If you are here for blood and scenes of torture porn, you should turn tail and go find a movie about cannibals made by the Italians during the 1980s. “The Clovehitch Killer” is less about a killer and more about the stories that go on around the killer. What about his family? How does a community continue under the burden of a series of unsolved murders? What about the families of the victims?
Read reviews of this film online, and you may find some dislike for this film. The reasons range from valid (“not what I was expecting” and “slow”) to vapid (“not horror…where’s the blood?”). The film is not perfect. In a paranoid and small community, Tyler’s parents would know about his reputation based on the bondage photo within 24 hours. Tyler most likely would not be able to sneak around so freely in his own hometown. I also doubt Tyler’s mother, even in a deep state of denial, would have been blind to as much as she seems to be in the movie, but then the movie is not about her relationship to the situation, so maybe we just aren’t given enough information to decide in this case.
However, other issues that people have held up as faults really are not.
“Serial killers never stop.” May or may not be true, but we do know that serial killers have been known to take breaks that sometimes cover years of inactivity, even when they aren’t in prison.
“The father acts too silly to be believable.” Yes, he is a bit of a caricature. He undercuts his speeches like Sarah Palin and her silly non-curse words. He almost seems like he is overplaying the nice guy. Well, if you’ve repressed a natural impulse for several years, the act you are putting on to cover that urge is going to wear thin, especially for the person having to put on that show. If you watch, the father falters half of the time due to the constantly building desire to act out; the conflict is strong enough that he can do little more than offer up a thin mask to hide his impulses.
“Christians are made into villains. Again.” Not really. The killer takes on a religious mask to hide the monster inside. The film makes it very clear that, in the end, the killer has no hesitation to do anything needed to protect himself. Acting as a Christian in a town turning to faith to deal with unresolved horror says more about the individual character than it does about religion or faith. The killer plays the role people would be most likely to excuse from doing anything wrong.

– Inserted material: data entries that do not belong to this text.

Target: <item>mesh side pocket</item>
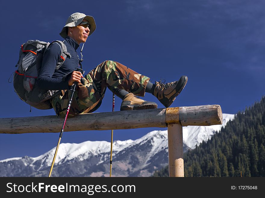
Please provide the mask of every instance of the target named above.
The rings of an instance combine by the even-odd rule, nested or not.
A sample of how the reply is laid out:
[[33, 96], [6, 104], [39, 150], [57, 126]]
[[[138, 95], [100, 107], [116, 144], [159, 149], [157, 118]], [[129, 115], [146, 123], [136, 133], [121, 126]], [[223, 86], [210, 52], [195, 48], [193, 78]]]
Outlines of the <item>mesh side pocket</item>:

In a film such as this, the performers are key to selling the material as it does not rely on special effects. Dylan McDermott does a solid job as a man slowly losing his grip on his demons as he coldly manipulates those around him. Charlie Plummer as Tyler gives his role a timid quality that makes his actions all the more impactful, though you do get the urge to give him a shake now and then. The biggest delight was Madisen Beaty as Kassi. The whole time she was on screen, I kept seeing her change into Kirsten Dunst, which is a very good thing. If she has the range Ms. Dunst has, Madisen should have a long healthy career ahead of her.
“The Clovehitch Killer” does what I have been hoping modern horror would do more often – look for the horror in the quiet around the cause. Even though the “killer” is present in every frame of the film in a metaphorical sense, this film is more an examination of how a family member deals with doubt and fear of loss of stability when a family member may not be the same person you thought they were for the last 16 years. Horrors outside of ourselves come and go; just review the atrocities that roll past us in the news and on social media every day. When we find ourselves personally connected to something horrific, it becomes a part of us. This film is about THAT kind of horror.